In this paper, aiming at the emerging service for the offshore petroleum CPS, a COSSD method is developed which can process remote sensing data by exploring the power of rare event probability theory and essential sampling. To gain higher efficiency, the simulation and quality evaluation process are paralleled by a hierarchical parallel approach to deploying the COSSD method on super computer Tianhe-2 to reduce the time consuming of executing the same calculation repeatedly. The remote sensing data which is obtained at the oil spilling accident that happened in Bohai in June 2011 is the test sample to examine the accuracy and efficiency of our research. After 3 times generation, the accuracy is up to \(100\%\).
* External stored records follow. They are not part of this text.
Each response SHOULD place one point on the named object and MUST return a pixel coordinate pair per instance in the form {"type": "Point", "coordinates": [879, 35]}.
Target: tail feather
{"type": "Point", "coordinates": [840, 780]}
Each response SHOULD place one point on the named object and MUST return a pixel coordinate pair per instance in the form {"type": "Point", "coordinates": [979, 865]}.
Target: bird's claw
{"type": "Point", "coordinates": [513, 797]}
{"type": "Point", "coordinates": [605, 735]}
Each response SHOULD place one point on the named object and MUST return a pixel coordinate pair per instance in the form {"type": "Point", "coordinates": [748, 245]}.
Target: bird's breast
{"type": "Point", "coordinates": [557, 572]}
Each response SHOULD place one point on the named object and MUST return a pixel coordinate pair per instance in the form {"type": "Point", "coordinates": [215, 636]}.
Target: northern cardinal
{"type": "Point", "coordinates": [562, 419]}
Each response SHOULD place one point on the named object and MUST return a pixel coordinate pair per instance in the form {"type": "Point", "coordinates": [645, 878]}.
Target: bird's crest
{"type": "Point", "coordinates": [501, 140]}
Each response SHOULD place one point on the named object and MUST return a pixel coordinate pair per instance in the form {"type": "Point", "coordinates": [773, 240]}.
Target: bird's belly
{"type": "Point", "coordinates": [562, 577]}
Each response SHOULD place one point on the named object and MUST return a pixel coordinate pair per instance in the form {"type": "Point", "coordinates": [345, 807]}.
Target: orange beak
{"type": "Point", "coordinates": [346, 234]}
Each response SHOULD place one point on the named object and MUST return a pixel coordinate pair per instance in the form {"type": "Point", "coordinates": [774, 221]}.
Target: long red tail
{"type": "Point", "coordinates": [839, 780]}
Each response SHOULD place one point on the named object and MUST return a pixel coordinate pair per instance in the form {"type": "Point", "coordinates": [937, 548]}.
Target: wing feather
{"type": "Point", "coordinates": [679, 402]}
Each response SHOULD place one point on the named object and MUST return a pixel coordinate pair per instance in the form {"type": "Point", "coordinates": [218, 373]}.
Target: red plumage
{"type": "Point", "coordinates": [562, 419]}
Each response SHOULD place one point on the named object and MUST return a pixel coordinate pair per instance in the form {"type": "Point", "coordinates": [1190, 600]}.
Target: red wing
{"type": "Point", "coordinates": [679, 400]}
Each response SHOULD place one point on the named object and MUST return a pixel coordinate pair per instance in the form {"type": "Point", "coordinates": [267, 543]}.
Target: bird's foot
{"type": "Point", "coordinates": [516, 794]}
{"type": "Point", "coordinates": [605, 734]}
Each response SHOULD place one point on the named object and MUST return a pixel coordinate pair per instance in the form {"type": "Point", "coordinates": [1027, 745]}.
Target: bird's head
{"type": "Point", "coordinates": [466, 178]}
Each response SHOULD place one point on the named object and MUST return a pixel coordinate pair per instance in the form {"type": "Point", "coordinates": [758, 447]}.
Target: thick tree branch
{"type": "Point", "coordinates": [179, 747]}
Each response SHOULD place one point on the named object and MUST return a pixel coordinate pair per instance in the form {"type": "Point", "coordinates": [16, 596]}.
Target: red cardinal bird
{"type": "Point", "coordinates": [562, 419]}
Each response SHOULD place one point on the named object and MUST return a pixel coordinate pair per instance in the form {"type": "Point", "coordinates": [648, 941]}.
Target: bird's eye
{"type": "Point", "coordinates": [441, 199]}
With the acceleration of 10 nodes of Tianhe-2, the executing time of simulation and evaluation of 20 generating samples of the hierarchical parallel approach can provide \(26.72\times\) speedup than the serial implementation and \(42.53\times\) speed up than the PSO method. As the conclusion above, the accuracy and execute time of locating the oil spilling coordinate on remote sensing data utilizing a hierarchical parallel approach for the CE based offshore oil spill detection method on Tianhe-2 for 3 times are \(100\%\) and 174.37 minutes.